Unpublished Disposition, 897 F.2d 533 (9th Cir. 1978)Annotate this Case
Craig POLK, Plaintiff-Appellant,v.H.L. WHITLEY, et al., Defendants-Appellees
United States Court of Appeals, Ninth Circuit.
Submitted Jan. 24, 1990.* Decided March 6, 1990.
Before GOODWIN, Chief Judge, and SNEED and FERGUSON, Circuit Judges.
Craig Cleve Polk appeals from the district court's dismissal of his petition for writ of habeas corpus. We affirm.
On December 22, 1978, Polk escaped from the Northern Nevada Correctional Center, where he was serving life sentences for sexual assault and kidnapping, and additional sentences for a number of other felonies. After escaping, he abducted a young woman in her own car.
Recaptured, Polk agreed to plead guilty to escape and kidnapping and to admit conviction on two prior felonies, which would make him subject to an enhanced sentence of up to twenty years on each count as an habitual criminal under Nevada law. Nev.Rev.Stat. 207.010. Pursuant to this agreement, Polk was sentenced to 15 years for kidnapping (unenhanced) and 10 years, enhanced to 20 years, for the escape.
Polk now contends that the enhancement of the escape sentence violated his due process rights. Polk asserts that during the acceptance of the guilty plea, the Nevada court asked him only about two prior felonies which arose out of a single criminal occurrence. Under Nevada law, convictions arising out of the same transaction count as only one felony for sentence enhancement purposes. Halbower v. State, 96 Nev. 210, 606 P.2d 536 (1980). Therefore, Polk claims, the factual basis for the escape enhancement--two prior convictions--was not established.
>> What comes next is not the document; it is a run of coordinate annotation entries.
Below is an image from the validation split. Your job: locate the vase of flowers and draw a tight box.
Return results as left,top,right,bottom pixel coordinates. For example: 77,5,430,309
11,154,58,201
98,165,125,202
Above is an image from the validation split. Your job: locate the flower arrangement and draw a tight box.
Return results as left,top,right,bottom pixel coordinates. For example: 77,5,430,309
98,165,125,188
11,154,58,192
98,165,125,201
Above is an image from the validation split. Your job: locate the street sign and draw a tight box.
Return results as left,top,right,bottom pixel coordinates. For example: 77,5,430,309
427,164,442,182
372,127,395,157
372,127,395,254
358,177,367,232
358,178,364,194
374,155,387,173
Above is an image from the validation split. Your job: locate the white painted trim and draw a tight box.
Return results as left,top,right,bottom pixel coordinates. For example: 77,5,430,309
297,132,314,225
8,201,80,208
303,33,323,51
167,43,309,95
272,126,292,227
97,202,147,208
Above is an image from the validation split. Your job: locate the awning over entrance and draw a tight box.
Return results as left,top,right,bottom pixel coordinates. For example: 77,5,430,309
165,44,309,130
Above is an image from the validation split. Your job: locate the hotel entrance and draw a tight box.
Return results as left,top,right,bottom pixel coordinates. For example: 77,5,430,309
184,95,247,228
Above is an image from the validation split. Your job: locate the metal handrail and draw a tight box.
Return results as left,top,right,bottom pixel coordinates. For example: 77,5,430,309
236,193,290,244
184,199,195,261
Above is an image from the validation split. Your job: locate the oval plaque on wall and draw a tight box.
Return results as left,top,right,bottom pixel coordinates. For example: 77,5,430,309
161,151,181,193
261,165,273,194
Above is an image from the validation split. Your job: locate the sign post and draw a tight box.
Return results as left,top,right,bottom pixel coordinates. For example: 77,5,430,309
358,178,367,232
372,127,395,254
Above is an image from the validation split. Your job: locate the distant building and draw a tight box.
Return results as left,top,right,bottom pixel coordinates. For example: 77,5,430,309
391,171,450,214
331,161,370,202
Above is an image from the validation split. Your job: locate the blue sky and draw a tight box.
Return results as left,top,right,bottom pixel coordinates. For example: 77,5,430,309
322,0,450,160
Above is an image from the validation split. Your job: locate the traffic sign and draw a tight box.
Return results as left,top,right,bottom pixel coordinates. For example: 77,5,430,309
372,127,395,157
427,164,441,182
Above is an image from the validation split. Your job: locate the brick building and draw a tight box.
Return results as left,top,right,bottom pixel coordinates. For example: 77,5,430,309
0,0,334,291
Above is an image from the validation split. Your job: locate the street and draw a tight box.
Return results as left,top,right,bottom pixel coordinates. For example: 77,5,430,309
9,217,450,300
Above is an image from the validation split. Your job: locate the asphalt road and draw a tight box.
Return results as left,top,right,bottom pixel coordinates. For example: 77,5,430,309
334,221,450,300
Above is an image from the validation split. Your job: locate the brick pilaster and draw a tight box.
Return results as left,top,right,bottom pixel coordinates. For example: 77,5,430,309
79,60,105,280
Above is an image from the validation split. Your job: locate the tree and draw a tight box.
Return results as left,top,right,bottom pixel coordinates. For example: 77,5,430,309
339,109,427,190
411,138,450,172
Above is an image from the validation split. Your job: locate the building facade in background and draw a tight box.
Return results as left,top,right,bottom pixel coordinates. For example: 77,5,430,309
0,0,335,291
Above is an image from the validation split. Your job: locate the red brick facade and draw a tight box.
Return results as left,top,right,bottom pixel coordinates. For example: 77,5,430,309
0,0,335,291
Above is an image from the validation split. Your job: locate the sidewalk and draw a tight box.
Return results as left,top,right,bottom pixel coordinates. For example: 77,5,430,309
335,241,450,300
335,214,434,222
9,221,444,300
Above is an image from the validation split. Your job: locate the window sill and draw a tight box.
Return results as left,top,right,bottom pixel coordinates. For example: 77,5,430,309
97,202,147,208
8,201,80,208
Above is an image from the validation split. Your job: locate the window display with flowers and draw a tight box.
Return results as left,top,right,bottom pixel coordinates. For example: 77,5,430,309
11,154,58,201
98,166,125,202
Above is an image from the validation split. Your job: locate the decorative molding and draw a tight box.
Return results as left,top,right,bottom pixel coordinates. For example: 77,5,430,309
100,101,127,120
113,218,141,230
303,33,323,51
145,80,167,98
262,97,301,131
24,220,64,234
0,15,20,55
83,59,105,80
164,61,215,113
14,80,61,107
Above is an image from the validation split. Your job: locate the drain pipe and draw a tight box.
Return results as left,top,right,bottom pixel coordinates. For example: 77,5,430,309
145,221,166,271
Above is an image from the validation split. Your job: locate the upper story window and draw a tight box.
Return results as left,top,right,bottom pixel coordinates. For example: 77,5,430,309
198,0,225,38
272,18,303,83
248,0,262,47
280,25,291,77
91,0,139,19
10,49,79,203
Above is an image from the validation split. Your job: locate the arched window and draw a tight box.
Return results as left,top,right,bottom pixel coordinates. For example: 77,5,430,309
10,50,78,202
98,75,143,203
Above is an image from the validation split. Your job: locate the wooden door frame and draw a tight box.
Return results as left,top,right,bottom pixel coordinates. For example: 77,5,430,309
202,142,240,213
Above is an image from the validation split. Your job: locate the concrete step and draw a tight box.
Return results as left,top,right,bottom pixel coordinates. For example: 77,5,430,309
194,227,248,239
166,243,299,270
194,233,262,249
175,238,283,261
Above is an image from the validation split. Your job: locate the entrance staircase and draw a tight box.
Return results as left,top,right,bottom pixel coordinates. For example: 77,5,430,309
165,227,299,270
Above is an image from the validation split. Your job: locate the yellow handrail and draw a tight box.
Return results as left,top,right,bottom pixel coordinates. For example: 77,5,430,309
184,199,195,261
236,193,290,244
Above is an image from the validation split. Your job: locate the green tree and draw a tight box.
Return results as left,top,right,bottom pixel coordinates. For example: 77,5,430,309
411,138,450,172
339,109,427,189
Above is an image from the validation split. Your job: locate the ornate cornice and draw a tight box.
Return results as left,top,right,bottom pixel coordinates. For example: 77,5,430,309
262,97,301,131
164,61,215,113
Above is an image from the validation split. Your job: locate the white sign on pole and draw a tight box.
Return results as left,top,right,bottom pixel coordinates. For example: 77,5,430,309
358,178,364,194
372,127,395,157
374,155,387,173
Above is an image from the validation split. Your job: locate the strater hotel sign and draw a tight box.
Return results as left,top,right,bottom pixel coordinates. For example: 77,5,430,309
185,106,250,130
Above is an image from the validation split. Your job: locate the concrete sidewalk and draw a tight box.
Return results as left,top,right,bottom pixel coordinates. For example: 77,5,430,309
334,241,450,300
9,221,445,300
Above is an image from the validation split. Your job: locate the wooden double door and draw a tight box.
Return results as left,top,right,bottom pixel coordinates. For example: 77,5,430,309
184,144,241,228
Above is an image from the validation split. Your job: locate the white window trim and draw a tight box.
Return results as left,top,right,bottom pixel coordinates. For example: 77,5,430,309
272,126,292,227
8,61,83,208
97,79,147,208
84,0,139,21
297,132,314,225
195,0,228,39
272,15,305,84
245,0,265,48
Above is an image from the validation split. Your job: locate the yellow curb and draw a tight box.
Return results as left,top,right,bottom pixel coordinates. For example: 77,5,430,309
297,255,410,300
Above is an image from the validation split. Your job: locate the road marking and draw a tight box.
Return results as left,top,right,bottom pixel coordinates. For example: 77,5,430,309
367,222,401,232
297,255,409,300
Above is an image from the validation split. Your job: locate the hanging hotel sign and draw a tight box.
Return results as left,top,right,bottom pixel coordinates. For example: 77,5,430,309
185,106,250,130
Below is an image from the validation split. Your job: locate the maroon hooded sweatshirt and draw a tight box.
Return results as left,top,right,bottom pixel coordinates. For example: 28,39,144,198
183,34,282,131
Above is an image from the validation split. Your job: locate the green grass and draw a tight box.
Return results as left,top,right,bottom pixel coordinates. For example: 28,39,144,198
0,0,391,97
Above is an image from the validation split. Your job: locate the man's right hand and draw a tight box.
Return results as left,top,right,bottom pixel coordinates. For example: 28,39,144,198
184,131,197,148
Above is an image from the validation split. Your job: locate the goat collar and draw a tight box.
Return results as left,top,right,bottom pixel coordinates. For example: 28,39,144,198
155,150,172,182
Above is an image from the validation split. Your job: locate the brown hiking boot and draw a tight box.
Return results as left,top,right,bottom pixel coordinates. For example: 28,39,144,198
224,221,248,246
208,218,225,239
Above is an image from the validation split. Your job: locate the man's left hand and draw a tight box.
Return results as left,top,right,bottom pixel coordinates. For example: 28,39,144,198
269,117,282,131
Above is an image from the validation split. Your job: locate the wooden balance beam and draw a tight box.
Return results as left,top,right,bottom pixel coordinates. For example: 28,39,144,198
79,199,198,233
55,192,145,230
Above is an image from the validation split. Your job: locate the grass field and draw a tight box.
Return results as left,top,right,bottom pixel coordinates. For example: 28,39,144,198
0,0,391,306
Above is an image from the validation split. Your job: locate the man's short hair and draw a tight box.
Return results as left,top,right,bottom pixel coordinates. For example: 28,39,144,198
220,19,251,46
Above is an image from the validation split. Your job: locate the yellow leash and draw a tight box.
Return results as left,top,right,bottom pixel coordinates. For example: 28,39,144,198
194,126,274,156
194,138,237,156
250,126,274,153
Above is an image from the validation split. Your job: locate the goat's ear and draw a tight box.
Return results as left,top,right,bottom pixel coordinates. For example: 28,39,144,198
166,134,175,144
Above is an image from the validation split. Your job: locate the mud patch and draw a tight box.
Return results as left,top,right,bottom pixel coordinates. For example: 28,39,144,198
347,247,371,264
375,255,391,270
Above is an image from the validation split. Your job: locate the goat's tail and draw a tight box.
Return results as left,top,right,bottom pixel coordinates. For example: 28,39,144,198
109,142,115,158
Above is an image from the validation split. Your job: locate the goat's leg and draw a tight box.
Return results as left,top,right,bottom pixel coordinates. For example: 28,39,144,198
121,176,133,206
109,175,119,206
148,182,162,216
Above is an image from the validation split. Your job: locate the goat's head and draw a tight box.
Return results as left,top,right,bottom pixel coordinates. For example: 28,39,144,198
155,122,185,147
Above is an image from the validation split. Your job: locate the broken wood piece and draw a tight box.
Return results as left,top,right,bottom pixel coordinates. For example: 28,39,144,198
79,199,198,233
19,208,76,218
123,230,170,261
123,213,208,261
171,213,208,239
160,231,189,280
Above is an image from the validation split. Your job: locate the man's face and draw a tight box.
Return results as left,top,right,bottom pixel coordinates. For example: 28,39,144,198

This claim is meritless.
Polk does not contest that he is guilty of at least two separate prior criminal transactions resulting in felony convictions and that the plea agreement he signed reflected that admission; that those independent prior felonies were listed on the information and complaint filed against him; that he was informed of the government's intention to pursue sentence enhancement based on these prior convictions; nor that his agreement to the plea, including the prospect of enhancement, was entered knowingly and voluntarily. Polk was given adequate notice and sufficient opportunity to be heard on the sentence enhancement. LaMere v. Risley, 827 F.2d 622, 624 (9th Cir. 1987). The court's failure to establish the specific factual basis for his admission to two prior felony convictions does not amount to a due process violation. Rodriguez v. Ricketts, 777 F.2d 527, 528 (9th Cir. 1985) (per curiam).